Tuesday, 15 May 2012

What to do in Dresden?

Dresden is a tourist's dream - the Altstadt is packed with more Baroque wonders than you can shake a stick at, souvenir sellers a-plenty and, for backpackers 'doing Europe' in a summer, it's a two-hour train ride from Prague. This is certainly no 'best-kept secret' worthy of the New York Times' up-and-coming list like its lesser-known neighbour Leipzig, and it's also not as hipster-cool as nearby Berlin (is this such a bad thing?) but Dresden does have many different sides to it. The longer you take to explore the city connected by a river (the Elbe) to Hamburg, the more it will surprise you. There's more to Dresden than meets the eye.

Dresden Frauenkirche

The Altstadt may look ancient, but it was actually almost fully demolished during the Second World War (check out this series on the Guardian website for photos and more information on the devastation caused by Allied bombings). The beautiful Old Town was then painstakingly rebuilt (for the most part) by the new Soviet authorities. The Neustadt on the opposite side of the river is home to Dresden's trendier bars, pubs and clubs, and hosts an incredible street festival in summer. The BRN (Bunte Republik Neustadt) is a mish-mash of colourful craft stalls, food stands selling anything and everything, from exotic curries to good old German Bratwurst and, of course, beer, and live music fills the streets - anyone is allowed to perform, from little kids learning the trombone to cutting-edge unsigned bands and funky drumming troupes. The atmosphere is friendly, loud and welcoming - students living in the area join the party from their balconies, becoming self-styled DJs for the night, handing out (or selling - they are poor students after all) beers and having a good time. This year, the BRN takes place from 15th to 17th June 2012 (more information on the official website) and is really worth a visit.

BRN Festival 2011

What to do in Dresden when:

  •'re only there for a day

Start off in the Neustadt with a German-style breakfast in one of the pubs, cafes or bakeries (Planwirtschaft or Café Neustadt come highly recommended), then walk from the Neustadt train station along Antonstrasse to the River Elbe. Staying on the same side of the river, walk along the bank to the Albertbrücke bridge, where you'll cross the river into the Altstadt. This walk offers stunning views of the Old Town, and the grassy banks are a wonderful place for a picnic on sunny days. Once you've crossed the bridge, wander around the Altstadt, drinking in the wonderful buildings, from the Frauenkirche to the Zwinger and the Semperoper. If the weather's nice, stop for a drink on the Brühlsche Terrace overlooking the Elbe river. If there's no time for a sit-down lunch, grab a Bratwurst from one of the stalls in the Old Town for a typical German on-the-go snack. The afternoon can be spent in one of the many fine museums Dresden has to offer - those in the Old Town include the Albertinum, an excellent museum of contemporary artwork, the Old Masters Gallery in the Zwinger, in which you will find the famous Raphael painting, Sistine Madonna (the one with the two bored-looking angels at the bottom) or the stunning Grünes Gewölbe (the Green Vault) of Augustus the Strong, a rich and powerful ruler of Saxony in the 18th century who ordered the construction of many of the enchanting, decadent buildings of the Old Town and some of the surrounding palaces and castles. The Green Vault Museum boasts the largest collection of treasures in Europe, which all belonged to Augustus the Strong. Pieces including unimaginably intricately carved ivory eggs and priceless jewels from around the world. This museum is very popular and you should reserve tickets in advance; also not cheap at 10 € for adults, but if you're into Baroque interiors and impressive amounts of gold, silver and precious gems, this may be the place for you. Check the official website for opening times of the Dresden city museums; note that many are closed on Mondays.

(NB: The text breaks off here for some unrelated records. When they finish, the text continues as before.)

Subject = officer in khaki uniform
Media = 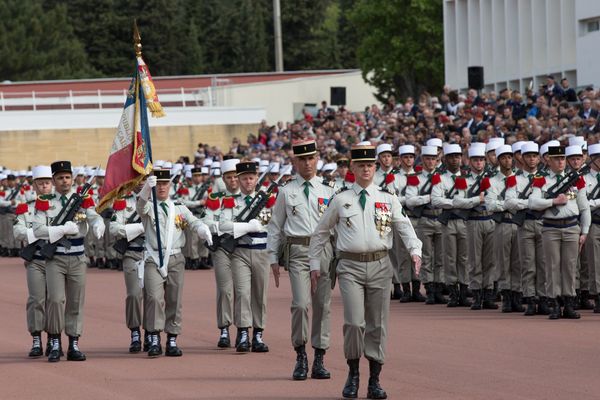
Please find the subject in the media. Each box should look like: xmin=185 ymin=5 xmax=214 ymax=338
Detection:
xmin=309 ymin=146 xmax=421 ymax=399
xmin=431 ymin=144 xmax=484 ymax=307
xmin=584 ymin=144 xmax=600 ymax=313
xmin=14 ymin=165 xmax=53 ymax=357
xmin=219 ymin=162 xmax=274 ymax=353
xmin=529 ymin=146 xmax=591 ymax=319
xmin=504 ymin=142 xmax=550 ymax=315
xmin=406 ymin=146 xmax=447 ymax=304
xmin=33 ymin=161 xmax=105 ymax=362
xmin=136 ymin=170 xmax=212 ymax=357
xmin=202 ymin=158 xmax=241 ymax=348
xmin=267 ymin=140 xmax=334 ymax=380
xmin=109 ymin=188 xmax=149 ymax=353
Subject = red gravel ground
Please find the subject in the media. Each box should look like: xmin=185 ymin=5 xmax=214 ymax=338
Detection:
xmin=0 ymin=259 xmax=600 ymax=400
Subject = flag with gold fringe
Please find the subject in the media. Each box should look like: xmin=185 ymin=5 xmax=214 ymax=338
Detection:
xmin=97 ymin=52 xmax=165 ymax=212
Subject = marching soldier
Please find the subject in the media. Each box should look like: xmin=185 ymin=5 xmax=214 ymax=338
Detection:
xmin=504 ymin=142 xmax=550 ymax=315
xmin=406 ymin=146 xmax=447 ymax=304
xmin=219 ymin=162 xmax=275 ymax=353
xmin=14 ymin=165 xmax=53 ymax=357
xmin=33 ymin=161 xmax=105 ymax=362
xmin=485 ymin=145 xmax=524 ymax=312
xmin=136 ymin=170 xmax=212 ymax=357
xmin=529 ymin=146 xmax=591 ymax=319
xmin=431 ymin=144 xmax=484 ymax=307
xmin=203 ymin=158 xmax=241 ymax=348
xmin=309 ymin=146 xmax=421 ymax=399
xmin=267 ymin=140 xmax=334 ymax=380
xmin=109 ymin=184 xmax=149 ymax=353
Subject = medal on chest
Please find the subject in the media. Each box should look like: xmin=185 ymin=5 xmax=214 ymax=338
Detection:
xmin=375 ymin=202 xmax=392 ymax=237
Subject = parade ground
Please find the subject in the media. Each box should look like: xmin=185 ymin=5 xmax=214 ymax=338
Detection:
xmin=0 ymin=258 xmax=600 ymax=400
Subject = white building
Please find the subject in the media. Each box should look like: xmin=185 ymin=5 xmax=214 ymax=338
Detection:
xmin=444 ymin=0 xmax=600 ymax=91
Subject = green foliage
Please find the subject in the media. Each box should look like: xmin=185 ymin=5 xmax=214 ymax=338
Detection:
xmin=350 ymin=0 xmax=444 ymax=100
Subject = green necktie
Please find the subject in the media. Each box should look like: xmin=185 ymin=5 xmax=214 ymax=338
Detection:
xmin=358 ymin=189 xmax=367 ymax=210
xmin=160 ymin=201 xmax=169 ymax=215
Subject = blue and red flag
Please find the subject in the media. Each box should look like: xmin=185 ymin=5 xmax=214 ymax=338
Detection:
xmin=98 ymin=56 xmax=165 ymax=212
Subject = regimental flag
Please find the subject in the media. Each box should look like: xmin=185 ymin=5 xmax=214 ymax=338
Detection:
xmin=97 ymin=56 xmax=165 ymax=212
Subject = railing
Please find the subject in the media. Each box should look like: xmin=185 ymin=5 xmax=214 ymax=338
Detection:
xmin=0 ymin=86 xmax=224 ymax=111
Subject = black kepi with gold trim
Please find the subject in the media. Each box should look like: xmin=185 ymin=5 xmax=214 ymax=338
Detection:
xmin=292 ymin=140 xmax=317 ymax=157
xmin=50 ymin=161 xmax=73 ymax=176
xmin=235 ymin=161 xmax=258 ymax=176
xmin=152 ymin=169 xmax=171 ymax=182
xmin=350 ymin=146 xmax=377 ymax=161
xmin=548 ymin=146 xmax=565 ymax=157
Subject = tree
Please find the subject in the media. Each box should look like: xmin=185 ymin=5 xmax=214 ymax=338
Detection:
xmin=0 ymin=0 xmax=98 ymax=80
xmin=350 ymin=0 xmax=444 ymax=101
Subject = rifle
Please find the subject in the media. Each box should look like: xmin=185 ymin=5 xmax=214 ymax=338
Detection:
xmin=113 ymin=211 xmax=142 ymax=254
xmin=40 ymin=168 xmax=99 ymax=260
xmin=219 ymin=176 xmax=281 ymax=253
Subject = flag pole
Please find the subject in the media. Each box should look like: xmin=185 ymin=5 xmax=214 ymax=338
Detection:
xmin=133 ymin=18 xmax=163 ymax=268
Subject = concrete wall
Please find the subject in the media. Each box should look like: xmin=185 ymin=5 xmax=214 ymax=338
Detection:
xmin=0 ymin=124 xmax=258 ymax=169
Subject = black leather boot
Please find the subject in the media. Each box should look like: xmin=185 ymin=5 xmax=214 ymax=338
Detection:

If you have time for an evening meal, the Neustadt is probably your best bet; the Altstadt also has a square full of variously-themed pubs and restaurants known as the Weisse Gasse (White Street).

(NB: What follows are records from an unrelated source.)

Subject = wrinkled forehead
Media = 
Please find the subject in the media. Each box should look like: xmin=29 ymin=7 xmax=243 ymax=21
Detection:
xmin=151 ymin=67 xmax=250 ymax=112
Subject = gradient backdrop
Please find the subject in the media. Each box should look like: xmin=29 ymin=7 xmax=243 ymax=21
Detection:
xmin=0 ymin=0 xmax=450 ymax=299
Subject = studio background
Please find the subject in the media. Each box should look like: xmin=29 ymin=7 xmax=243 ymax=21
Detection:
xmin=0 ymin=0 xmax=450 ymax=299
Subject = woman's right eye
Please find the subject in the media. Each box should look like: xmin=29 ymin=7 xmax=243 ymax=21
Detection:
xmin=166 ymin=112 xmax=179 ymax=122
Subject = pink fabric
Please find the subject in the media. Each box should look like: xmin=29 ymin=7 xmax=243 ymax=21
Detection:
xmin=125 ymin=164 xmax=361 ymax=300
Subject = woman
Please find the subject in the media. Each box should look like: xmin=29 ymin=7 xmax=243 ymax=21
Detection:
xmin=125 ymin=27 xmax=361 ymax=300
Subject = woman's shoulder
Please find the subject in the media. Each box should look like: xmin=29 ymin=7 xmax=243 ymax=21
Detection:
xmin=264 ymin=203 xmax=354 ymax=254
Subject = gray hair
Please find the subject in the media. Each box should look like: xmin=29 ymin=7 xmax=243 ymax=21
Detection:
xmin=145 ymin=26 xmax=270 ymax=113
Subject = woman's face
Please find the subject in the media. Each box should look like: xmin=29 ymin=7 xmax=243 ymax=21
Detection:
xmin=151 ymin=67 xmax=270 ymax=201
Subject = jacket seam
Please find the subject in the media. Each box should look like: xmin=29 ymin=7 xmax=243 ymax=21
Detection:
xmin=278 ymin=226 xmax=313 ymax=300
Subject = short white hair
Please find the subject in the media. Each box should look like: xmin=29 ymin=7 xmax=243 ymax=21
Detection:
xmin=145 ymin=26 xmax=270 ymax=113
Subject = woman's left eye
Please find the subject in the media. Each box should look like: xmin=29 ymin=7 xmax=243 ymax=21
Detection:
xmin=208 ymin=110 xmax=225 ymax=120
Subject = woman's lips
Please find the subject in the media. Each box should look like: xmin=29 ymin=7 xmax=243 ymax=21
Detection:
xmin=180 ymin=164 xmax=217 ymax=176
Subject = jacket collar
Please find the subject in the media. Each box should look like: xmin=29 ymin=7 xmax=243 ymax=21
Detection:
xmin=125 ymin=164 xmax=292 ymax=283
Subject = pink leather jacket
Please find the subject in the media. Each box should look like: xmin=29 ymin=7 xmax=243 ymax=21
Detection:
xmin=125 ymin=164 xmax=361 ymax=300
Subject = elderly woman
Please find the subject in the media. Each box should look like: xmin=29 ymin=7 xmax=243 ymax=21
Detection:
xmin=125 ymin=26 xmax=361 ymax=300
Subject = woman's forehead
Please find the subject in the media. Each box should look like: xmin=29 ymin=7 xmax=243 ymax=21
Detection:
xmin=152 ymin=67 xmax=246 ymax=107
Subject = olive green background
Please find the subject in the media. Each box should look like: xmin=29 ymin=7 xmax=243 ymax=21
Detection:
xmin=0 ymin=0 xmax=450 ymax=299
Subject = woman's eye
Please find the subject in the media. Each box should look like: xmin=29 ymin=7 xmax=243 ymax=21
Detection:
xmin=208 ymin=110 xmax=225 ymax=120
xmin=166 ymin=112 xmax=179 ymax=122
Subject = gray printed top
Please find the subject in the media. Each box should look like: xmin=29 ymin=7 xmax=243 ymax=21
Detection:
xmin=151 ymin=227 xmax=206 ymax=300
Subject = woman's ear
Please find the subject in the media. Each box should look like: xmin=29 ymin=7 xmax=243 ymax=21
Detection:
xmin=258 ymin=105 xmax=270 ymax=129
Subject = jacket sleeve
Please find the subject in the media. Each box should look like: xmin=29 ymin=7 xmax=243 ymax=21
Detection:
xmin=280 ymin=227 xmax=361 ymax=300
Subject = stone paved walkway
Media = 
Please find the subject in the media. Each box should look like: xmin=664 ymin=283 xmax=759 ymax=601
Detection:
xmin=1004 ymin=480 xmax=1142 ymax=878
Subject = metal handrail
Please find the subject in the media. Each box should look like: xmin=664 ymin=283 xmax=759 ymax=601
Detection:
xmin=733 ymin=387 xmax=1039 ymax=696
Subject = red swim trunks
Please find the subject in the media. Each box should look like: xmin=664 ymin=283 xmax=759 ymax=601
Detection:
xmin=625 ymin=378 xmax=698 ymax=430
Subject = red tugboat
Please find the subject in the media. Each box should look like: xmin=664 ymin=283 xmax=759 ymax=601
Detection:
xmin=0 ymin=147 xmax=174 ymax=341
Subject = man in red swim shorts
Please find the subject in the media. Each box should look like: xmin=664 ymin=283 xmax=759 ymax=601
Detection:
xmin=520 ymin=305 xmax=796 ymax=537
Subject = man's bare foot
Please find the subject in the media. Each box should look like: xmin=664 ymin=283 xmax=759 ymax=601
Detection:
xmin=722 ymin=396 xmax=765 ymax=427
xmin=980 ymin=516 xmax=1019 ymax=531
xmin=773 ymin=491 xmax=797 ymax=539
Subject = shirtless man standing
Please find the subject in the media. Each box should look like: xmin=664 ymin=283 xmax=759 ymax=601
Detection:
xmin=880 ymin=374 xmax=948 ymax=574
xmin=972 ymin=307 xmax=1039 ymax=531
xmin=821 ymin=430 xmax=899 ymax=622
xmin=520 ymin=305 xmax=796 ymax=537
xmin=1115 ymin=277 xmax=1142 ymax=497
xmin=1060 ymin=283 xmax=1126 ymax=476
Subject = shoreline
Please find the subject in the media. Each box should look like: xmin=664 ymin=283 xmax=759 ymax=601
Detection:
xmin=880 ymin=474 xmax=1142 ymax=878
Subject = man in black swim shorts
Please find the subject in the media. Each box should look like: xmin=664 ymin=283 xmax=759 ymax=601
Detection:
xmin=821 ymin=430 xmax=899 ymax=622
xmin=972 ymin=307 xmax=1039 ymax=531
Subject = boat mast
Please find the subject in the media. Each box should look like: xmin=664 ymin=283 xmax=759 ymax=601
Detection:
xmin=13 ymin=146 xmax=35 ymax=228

  •'re looking for a great night out
Again, the Neustadt really is the place to be for Dresden nightlife; all along Alaunstraße and the surrounding area, you'll find great bars such as Wohnzimmer and Lebowski - a tiny little place serving White Russians and many other cocktails, and playing the film 'The Big Lebowski' on loop on a big screen. Hebedas serves cheap drinks and offers DJ sets on certain nights, and Katy's Garage has a large beer garden with a grungy student club inside. Ostpol is an East German themed bar on Königsbrückestrasse with DDR (German Democratic Republic) style furniture which often has bands playing, and Rosie's is a dimly-lit pool and table football bar also popular with students. Stillbruch is a surreal bar where nothing is as it seems - Dali-style murals grace the walls, fake doors and barbed wire toilet seats (yes really) will confuse the more tipsy clientele, and there's even a 'gollard' table (a mixture of golf and billiards)! It really is best to wander around discovering places for yourself as more likely than not, you'll stumble upon a real gem here.

  • want to get out of the city and explore the surrounding countryside

You don't even have to leave Dresden to feel closer to nature - just head to the extensive 'Großer Garten,' a large park to the south east of the city centre. Dresden locals picnic and barbecue on the lawns in front of the palace, stroll by the lake, cycle through the woods and even take the park's very own train - this miniature railway has smaller versions of a traditional steam train and a German high-speed 'ICE' train and kids love it! The Zoo and Botanical Garden are also within the grounds.

The grassy meadows separating the River Elbe from the residential area of Johannstadt to the east of Dresden are also a wonderful place to spend a hot summer's day. These areas are protected and cannot be built upon, so you can relax and feel far removed from the city hustle and bustle. In summer, films are screened outdoors in an area on the north bank, overlooking the Brühlsche Terrace. The Elberadweg (Elbe Cycle Route) follows the entire length of the River Elbe all the way from Bad Schandau on the German-Czech border to Hamburg (actually ending in the lesser-known town of Cuxhaven), an impressive 860 kilometres of well-cared for cycle paths. If you're not quite up for such a Herculean feat, the stretch between Dresden and the Czech border is a shorter yet lovely option. Even the twelve or so kilometres from Dresden to Pillnitz make an ideal day out - you can take the ferry across to visit the palace and its spectacular gardens once arrived in Pillnitz. Many inviting beer gardens line the route, offering refreshment and a jolly atmosphere to weary cyclists. One of the best is at Schillerplatz by the Blue Wonder - a blue-painted bridge just to the east of Dresden. Here you can sample a local Feldschlösschen beer (try saying that once you've had a few!) as well as German beer garden classics which mainly involve a lot of meat, potatoes and salt (clearly a recipe for success!)

Hikers should not miss Saxon Switzerland, a stunning area of natural beauty extremely popular with walkers near the Czech border. The impressive rock formations are known as the Elbe Sandstone Mountains, and include incredible towers of rock which are very popular with local climbers. Tours can also be taken by bus but beware the narrow, winding lanes which may turn even the strongest stomach! Particularly noteworthy are the Bastei Bridge (see photo below) and Königstein Castle, an impressively well-situated fortress atop a steep cliff, which will be popular with history fans. Countless walks take you past some of the best views Germany has to offer, and tour operators even offer guided walks if you're not sure about setting out on your own with a map and a compass.